Now things are at the point where neighbours are asking if their own properties can be included in future operations.

But that doesn’t mean John and his staff can afford to relax. The Area Office still organises regular hui, inviting all sides of the debate to the table to share information

or have to share information or have their questions answered. No one came to the first, but John persisted. Nowadays they get 40-plus in attendance. Iwi, farmers, life-stylers. All sorts. “They all get their input,” he says. “It’s a two-pronged approach; keeping people informed with the latest and best information about the toxins, and keeping them up to date with deteriorating trends in the forests from predators and browsers.”

And he can say it with conviction. When communities called for alternatives like trapping and different toxins, John delivered. He mounted a control operation using traps and cyanide. It failed to make the 5 per cent RTC target. It helps that people are starting to see the positive results of 1080 control. The Moehau kiwi project enjoys a 70 per cent breeding success rate; the envy of other kiwi programmes. Kaka are coming back to the forest; there are lots more young ones about now. Fantail breeding success surged 50 per cent after control on Moehau.

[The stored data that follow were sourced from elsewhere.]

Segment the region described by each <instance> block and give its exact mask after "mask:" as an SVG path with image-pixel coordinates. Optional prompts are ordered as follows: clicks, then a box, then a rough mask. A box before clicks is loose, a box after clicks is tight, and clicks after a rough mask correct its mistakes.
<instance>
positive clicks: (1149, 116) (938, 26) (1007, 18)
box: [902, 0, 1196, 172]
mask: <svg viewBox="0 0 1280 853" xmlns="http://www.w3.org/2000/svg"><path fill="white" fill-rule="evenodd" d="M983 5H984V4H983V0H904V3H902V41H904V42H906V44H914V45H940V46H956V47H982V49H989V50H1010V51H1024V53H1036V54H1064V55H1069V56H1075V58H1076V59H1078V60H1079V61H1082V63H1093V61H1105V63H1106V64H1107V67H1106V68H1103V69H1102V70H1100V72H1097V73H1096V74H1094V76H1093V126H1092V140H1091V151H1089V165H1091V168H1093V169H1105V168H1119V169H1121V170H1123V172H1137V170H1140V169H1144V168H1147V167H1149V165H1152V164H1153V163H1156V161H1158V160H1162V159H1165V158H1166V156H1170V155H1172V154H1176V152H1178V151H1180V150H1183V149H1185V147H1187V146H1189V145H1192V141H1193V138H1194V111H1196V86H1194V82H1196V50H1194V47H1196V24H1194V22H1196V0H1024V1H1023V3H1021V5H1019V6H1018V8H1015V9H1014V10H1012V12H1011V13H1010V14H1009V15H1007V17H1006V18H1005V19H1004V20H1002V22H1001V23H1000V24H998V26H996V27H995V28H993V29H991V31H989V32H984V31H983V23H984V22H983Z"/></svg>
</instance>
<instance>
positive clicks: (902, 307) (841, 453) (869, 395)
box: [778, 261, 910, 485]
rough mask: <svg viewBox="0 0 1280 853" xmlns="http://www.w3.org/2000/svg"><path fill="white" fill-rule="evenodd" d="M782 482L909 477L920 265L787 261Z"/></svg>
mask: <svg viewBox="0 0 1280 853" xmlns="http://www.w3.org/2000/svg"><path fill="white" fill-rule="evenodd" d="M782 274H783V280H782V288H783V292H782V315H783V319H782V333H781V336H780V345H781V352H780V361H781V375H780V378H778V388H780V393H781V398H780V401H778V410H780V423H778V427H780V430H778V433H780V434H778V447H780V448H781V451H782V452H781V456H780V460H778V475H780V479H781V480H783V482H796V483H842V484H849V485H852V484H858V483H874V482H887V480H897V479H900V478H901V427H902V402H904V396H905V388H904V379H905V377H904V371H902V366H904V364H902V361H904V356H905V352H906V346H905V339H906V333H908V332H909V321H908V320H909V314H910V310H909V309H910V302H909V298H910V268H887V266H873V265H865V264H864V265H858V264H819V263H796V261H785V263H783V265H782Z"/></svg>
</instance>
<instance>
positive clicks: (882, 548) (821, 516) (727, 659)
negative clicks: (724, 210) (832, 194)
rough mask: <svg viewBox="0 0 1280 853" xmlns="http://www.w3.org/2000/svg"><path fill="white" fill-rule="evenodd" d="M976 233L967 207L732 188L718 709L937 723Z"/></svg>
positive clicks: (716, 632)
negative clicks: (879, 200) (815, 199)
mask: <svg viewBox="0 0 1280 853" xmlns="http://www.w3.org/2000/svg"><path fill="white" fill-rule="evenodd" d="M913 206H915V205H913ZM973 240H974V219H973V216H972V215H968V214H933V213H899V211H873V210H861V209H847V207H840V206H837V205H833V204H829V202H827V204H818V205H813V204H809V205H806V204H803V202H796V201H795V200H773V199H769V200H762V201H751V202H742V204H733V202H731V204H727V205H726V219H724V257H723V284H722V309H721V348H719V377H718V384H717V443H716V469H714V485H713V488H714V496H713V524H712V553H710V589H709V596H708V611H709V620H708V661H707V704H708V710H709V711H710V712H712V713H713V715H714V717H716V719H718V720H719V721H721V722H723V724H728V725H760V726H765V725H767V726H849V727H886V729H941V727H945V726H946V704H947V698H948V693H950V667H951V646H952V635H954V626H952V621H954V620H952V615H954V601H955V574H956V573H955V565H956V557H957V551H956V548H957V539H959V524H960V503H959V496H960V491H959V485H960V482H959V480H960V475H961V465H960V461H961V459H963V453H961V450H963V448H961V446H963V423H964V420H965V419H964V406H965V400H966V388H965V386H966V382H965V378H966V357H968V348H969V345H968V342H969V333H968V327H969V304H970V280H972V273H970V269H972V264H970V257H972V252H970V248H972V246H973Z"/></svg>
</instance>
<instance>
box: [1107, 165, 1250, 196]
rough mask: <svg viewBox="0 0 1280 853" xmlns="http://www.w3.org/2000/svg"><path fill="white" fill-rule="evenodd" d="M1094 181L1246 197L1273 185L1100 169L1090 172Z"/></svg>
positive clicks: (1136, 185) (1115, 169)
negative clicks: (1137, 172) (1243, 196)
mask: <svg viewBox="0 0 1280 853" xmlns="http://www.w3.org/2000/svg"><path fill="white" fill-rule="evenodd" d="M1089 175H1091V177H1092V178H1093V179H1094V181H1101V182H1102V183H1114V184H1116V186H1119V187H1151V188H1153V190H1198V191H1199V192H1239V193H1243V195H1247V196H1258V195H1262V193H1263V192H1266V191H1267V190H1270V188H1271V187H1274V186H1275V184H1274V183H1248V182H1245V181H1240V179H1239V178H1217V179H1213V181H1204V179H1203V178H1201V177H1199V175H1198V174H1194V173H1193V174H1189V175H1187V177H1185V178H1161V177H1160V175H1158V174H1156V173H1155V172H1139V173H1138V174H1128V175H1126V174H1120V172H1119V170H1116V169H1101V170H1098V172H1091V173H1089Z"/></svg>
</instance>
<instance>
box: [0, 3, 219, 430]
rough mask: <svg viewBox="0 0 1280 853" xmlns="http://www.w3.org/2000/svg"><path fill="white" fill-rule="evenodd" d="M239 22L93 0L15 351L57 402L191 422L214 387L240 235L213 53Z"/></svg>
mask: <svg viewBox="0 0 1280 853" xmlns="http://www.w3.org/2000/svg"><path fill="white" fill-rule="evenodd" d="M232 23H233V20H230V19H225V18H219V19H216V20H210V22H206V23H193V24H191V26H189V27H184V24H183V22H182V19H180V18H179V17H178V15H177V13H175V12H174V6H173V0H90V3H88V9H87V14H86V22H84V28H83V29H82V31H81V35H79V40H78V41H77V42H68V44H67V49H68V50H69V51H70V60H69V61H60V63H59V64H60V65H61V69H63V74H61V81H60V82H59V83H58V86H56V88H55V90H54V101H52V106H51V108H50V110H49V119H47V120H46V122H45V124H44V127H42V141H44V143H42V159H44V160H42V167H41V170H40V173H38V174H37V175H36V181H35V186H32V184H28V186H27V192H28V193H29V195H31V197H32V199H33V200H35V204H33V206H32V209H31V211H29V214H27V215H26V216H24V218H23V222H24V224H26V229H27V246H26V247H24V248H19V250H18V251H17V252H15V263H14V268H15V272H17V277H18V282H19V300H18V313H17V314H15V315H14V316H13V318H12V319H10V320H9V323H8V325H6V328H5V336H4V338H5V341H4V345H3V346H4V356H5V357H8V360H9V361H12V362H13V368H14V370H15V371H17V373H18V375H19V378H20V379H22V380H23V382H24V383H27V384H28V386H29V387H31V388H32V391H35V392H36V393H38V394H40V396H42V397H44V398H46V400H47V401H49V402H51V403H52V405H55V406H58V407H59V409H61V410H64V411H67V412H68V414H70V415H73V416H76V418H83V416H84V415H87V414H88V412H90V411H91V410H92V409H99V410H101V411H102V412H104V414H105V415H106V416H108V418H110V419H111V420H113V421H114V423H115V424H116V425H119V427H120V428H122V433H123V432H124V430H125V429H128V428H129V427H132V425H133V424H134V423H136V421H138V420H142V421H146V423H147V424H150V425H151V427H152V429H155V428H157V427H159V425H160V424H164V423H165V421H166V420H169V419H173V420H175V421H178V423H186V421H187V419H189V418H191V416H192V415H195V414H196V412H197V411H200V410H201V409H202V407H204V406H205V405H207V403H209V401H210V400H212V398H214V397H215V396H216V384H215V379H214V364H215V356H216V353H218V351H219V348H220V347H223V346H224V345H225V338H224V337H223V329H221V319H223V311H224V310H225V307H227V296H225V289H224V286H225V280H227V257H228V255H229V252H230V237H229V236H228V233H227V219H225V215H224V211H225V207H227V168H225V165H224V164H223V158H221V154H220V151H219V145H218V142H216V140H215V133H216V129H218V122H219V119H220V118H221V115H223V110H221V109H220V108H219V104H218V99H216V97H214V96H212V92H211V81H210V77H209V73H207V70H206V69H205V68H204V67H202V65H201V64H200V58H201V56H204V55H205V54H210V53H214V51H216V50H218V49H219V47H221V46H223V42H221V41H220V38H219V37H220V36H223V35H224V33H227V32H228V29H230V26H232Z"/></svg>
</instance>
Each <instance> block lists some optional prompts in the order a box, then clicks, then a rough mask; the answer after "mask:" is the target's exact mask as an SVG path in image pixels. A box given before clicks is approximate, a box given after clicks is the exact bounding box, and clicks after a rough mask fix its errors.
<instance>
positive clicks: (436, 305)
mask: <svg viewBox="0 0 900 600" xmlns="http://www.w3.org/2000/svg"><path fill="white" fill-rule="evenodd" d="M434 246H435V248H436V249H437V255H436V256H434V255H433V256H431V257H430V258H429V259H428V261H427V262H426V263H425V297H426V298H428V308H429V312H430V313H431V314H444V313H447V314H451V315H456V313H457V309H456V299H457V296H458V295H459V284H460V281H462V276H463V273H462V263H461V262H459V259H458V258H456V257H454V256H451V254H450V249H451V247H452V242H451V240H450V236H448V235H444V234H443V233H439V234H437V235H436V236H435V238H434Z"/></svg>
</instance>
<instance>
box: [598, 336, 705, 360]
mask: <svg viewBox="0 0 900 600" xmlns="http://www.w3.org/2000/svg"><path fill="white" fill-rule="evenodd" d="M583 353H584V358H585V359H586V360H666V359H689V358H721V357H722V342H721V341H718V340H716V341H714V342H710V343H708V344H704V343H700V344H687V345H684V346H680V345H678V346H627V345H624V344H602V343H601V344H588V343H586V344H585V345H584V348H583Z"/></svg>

“Apart from 1080, we have few practical tools at our disposal.” The Department would like to re-introduce some of those species lost to predators in years past – hihi, kokako, tieke – but until the rats can be controlled says John, “that could remain just a vision, rather than a reality for Moehau”.

To tackle the rats effectively, he’d like to mount an aerial operation over Moehau, “because people are starting to understand the significance of the rat problem. They have a greater awareness now of the benefits of 1080”.

And perversely, John says he gets a lot more calls about “sick” pigeons nowadays. “They ring in and say, ‘I think this pigeon’s been poisoned by 1080.’ When we go round to check the birds out, we find that they’ve been feasting on berries, and are simply too full to fly. There’s so much more food for them now.”